Isn’t that funny…the flight crew is protected by their union, but the passengers have to endure false imprisonment.
@J- With an infant and a toddler on a plane, why in the WORLD wouldn’t you bring AT LEAST snacks for them? Seriously. I am an adult, but always have water and protein snack in my carryon- in case of just this instance.
I can’t imagine travelling with children without supplies.
@deborah It was an emergency family situation and not my kids! Long story leading up to it, but I did not expect to be on a plane with small children that day
I’m not sure how much control the airlines have over this. If there’s no gate, they can’t just let passengers off the airplane onto an active part of the tarmac. Seems to me some sort of solution involving the airlines *and* the airports in question needs to be found?

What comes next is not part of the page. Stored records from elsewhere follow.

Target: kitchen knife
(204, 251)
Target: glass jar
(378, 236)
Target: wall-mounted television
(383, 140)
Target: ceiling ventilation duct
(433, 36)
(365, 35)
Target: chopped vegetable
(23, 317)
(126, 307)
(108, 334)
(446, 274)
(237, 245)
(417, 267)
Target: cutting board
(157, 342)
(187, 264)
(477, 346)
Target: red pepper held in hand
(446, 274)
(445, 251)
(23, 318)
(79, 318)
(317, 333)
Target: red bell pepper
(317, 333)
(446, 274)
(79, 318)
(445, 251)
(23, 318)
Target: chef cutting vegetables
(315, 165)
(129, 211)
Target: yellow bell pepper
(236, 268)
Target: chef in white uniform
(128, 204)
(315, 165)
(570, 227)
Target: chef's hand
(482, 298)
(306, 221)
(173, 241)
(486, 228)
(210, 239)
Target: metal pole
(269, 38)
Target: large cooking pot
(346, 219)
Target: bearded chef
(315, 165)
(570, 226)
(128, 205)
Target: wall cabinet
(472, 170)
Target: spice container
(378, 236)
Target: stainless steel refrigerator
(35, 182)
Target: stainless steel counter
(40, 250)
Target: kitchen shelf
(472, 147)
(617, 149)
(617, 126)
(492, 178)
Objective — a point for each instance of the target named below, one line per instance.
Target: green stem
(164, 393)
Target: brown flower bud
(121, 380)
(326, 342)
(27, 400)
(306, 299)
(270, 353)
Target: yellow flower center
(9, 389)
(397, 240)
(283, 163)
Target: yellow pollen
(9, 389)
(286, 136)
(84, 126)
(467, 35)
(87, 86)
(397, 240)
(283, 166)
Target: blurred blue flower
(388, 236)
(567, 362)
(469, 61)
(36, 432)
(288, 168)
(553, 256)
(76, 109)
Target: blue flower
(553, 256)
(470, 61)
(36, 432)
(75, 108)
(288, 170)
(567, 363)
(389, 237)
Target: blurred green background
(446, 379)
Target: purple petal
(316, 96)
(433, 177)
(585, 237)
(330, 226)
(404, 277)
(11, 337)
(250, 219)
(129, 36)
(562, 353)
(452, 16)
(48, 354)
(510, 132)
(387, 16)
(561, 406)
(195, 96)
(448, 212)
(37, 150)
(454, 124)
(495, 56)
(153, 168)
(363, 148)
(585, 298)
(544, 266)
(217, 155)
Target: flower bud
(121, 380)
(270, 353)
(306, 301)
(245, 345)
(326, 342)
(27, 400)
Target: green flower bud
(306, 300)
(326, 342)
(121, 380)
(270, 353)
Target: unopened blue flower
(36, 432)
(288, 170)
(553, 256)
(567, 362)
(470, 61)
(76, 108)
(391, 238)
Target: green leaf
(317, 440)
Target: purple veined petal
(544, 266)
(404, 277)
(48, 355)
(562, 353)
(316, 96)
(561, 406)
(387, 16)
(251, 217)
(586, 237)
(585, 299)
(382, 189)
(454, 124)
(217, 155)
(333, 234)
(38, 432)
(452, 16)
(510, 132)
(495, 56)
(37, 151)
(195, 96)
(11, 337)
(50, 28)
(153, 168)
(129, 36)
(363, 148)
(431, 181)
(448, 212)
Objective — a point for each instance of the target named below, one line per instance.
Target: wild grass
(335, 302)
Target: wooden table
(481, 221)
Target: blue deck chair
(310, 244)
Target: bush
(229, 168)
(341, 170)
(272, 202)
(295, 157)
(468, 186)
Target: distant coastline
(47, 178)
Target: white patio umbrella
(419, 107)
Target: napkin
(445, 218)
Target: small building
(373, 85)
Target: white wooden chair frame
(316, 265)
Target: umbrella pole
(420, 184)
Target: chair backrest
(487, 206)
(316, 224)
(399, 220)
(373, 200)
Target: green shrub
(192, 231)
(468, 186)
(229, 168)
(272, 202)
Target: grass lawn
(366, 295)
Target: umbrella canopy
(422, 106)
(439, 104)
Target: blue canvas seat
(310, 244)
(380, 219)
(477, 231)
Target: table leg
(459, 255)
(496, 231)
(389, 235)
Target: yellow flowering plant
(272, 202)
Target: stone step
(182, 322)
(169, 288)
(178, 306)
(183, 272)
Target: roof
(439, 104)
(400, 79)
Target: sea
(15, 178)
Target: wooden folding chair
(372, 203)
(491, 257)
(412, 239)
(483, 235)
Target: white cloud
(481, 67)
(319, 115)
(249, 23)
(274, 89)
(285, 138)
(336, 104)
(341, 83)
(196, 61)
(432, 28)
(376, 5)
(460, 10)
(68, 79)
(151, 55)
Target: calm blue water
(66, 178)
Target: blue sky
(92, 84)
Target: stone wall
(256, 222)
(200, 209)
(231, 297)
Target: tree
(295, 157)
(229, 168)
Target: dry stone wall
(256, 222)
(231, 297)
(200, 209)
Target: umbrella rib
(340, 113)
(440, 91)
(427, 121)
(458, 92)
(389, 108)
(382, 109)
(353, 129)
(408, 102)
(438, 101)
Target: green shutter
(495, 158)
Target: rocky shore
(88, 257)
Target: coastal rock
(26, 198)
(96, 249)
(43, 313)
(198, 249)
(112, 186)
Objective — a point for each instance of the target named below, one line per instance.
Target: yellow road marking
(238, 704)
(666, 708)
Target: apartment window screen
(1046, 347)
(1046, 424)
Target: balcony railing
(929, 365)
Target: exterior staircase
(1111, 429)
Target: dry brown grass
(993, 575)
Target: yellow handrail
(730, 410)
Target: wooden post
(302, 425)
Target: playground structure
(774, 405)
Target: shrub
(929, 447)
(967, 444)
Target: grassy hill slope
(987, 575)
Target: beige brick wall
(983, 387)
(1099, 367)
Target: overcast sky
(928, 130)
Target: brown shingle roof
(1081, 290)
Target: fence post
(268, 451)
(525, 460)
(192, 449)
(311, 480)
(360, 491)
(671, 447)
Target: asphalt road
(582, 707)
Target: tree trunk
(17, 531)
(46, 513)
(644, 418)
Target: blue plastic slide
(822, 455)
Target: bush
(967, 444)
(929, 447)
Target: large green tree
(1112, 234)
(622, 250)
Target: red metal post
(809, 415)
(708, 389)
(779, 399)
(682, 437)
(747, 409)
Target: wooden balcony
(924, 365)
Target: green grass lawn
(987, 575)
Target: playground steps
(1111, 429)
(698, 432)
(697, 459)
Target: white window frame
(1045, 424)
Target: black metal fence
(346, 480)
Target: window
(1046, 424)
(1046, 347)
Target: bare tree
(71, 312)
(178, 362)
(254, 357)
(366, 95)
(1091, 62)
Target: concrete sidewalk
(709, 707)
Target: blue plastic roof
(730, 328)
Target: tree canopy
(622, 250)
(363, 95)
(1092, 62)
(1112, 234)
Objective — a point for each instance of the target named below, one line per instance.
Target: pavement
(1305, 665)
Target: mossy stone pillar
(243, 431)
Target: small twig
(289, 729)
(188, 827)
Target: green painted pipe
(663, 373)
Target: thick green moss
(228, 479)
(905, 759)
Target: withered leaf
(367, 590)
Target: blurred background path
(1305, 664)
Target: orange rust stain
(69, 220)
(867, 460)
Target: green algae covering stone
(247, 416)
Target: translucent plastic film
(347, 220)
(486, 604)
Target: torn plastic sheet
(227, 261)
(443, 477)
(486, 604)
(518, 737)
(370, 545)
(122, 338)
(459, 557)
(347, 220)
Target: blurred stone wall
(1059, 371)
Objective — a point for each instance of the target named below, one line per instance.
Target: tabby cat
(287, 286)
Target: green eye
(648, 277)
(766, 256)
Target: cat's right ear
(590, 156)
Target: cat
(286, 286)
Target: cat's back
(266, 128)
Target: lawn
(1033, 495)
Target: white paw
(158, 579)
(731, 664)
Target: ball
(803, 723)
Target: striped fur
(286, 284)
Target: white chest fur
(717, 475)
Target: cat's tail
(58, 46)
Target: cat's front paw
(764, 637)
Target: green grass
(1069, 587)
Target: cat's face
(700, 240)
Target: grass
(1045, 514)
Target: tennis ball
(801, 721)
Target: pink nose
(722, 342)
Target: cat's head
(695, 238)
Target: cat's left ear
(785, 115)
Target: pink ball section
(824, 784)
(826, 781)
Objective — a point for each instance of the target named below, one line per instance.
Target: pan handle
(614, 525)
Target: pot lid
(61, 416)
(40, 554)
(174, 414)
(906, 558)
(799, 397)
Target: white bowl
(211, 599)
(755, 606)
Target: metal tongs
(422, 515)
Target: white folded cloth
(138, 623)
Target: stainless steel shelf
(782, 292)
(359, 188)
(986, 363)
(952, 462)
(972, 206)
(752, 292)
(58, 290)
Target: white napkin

Excuses of having no gate are probably bogus; after all, I fly only abt a dozen times per yr, and even at that freq., I’ve had flites at major airports that were boarded/deplaned via stair/ramp, just like back in the 60’s. It might be a bit of a trial to the airline/airport staffs, but it would work. Oh, and if they say we’re unable to get close enough to terminals, what abt the buses that run interterminal airside at major airports? Once, when my wife was just limping post-op, at ATL they devoted the entire bus just to transport us to a domestic gate after we cleared customs at an int’l arrivals gate in a different terminal (we’d just asked for a wheelchair, expecting the customary golfcart at most>). These airline excuses may have a lot of reasons, some valid, but it is hard to avoid a conjecture that laziness in the customer service ethos is part of the problem a lot of time
There’s an easy solution to waiting more than 2 hours on the runway – keep some ipecac syrup in your carry one – at 1 hour, 55 minutes into the tarmac delay, take two swigs – at the two hour point the plane will be back at the gate with a projectile vomiting medical emergency ;-)
Alex, maybe people should start doing that to force the airlines to smarten up!